Because wind and solar power have near-zero marginal costs once the infrastructure is built, a cost-reflective model would naturally lower the wholesale price of electricity. The Compass report suggests this shift would lead to an average saving of £200 per household annually by removing the “gas premium” from electricity bills.
The thinktank argues that the current system effectively subsidizes expensive fossil fuel generation by forcing renewable energy producers to sell their power at the higher gas-linked price. Breaking this link would redirect those savings from energy companies toward the end consumer.
What is the difference between marginal and cost-reflective pricing?
The distinction between the two models centers on how the market values “the next unit” of energy versus the “average unit.”

- Marginal Pricing: The price is set by the most expensive generator (typically gas). If the grid needs 100 units and the 100th unit costs 10p, every unit is sold at 10p.
- Cost-Reflective Pricing: The price is based on the average cost of all 100 units. If 80 units are cheap wind (1p) and 20 are expensive gas (10p), the average price drops significantly.
This contrast is why the Compass proposal focuses on the “link” as the primary driver of high costs. It’s not a lack of cheap energy, but a pricing rule that ignores it.
What are the potential risks of breaking the link?
Critics of decoupling often argue that marginal pricing is necessary to attract investment in new power plants. They claim that if generators can’t earn a premium during peak demand, they won’t build the backup capacity needed for when the wind doesn’t blow.
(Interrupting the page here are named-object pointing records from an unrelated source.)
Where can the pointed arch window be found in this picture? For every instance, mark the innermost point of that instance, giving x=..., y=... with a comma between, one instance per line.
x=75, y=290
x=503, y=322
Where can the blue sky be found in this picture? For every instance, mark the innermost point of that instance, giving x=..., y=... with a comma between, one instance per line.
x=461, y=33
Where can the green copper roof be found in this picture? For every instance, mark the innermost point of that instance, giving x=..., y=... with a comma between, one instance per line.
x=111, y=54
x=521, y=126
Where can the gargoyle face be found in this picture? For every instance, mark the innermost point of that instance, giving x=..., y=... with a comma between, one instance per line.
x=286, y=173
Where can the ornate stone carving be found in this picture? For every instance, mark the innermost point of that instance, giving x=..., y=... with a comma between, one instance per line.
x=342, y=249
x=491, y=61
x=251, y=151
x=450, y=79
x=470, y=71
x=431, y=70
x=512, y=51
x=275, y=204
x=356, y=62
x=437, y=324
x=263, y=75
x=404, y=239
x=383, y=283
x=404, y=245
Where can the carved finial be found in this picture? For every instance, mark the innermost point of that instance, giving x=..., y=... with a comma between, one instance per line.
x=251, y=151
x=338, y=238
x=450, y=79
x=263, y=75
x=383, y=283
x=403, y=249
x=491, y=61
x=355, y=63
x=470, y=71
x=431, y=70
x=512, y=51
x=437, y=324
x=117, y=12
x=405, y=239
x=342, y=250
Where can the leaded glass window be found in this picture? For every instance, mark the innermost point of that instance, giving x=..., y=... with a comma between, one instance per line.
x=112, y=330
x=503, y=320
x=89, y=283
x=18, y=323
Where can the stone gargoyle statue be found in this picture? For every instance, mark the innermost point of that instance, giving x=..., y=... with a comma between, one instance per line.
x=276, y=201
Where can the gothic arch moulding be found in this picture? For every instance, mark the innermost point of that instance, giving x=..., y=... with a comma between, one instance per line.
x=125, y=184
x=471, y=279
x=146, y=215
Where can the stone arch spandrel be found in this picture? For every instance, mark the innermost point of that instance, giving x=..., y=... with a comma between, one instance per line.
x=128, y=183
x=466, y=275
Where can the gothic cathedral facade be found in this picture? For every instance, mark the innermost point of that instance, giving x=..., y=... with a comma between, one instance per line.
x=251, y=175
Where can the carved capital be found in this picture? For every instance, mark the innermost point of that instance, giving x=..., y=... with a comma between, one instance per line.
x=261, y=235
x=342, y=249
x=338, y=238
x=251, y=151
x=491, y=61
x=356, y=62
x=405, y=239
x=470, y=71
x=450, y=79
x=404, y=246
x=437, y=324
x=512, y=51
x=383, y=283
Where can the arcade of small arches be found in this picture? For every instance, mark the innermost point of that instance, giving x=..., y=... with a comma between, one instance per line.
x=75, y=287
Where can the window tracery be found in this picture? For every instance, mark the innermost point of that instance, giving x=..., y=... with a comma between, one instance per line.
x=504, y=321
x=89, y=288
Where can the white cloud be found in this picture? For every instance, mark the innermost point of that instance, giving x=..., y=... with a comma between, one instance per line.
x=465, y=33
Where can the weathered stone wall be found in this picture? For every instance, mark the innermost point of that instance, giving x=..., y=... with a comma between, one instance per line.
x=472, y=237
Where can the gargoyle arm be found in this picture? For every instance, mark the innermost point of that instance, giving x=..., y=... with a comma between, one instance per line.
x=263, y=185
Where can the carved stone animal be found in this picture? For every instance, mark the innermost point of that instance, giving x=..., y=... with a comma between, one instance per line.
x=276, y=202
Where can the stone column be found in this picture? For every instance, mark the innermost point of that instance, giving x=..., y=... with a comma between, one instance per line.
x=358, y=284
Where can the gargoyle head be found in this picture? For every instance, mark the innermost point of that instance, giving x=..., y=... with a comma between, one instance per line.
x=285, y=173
However, the Compass proposal suggests that alternative investment mechanisms, such as capacity markets or government-backed contracts, can ensure grid stability without relying on high consumer prices. The thinktank contends that the current system’s instability is a greater risk to the economy than the transition to a new pricing model.
What happens next for UK energy policy?
Implementing these changes would require significant regulatory intervention from Ofgem and the Department for Energy Security and Net Zero. The government would need to rewrite the rules of the wholesale electricity market to move away from the marginal price setting.
The proposal comes at a time when the UK is attempting to accelerate its “Net Zero” targets. By linking lower bills directly to renewable adoption, the thinktank suggests the government could increase public support for the green transition, as consumers would see immediate financial rewards in their monthly statements.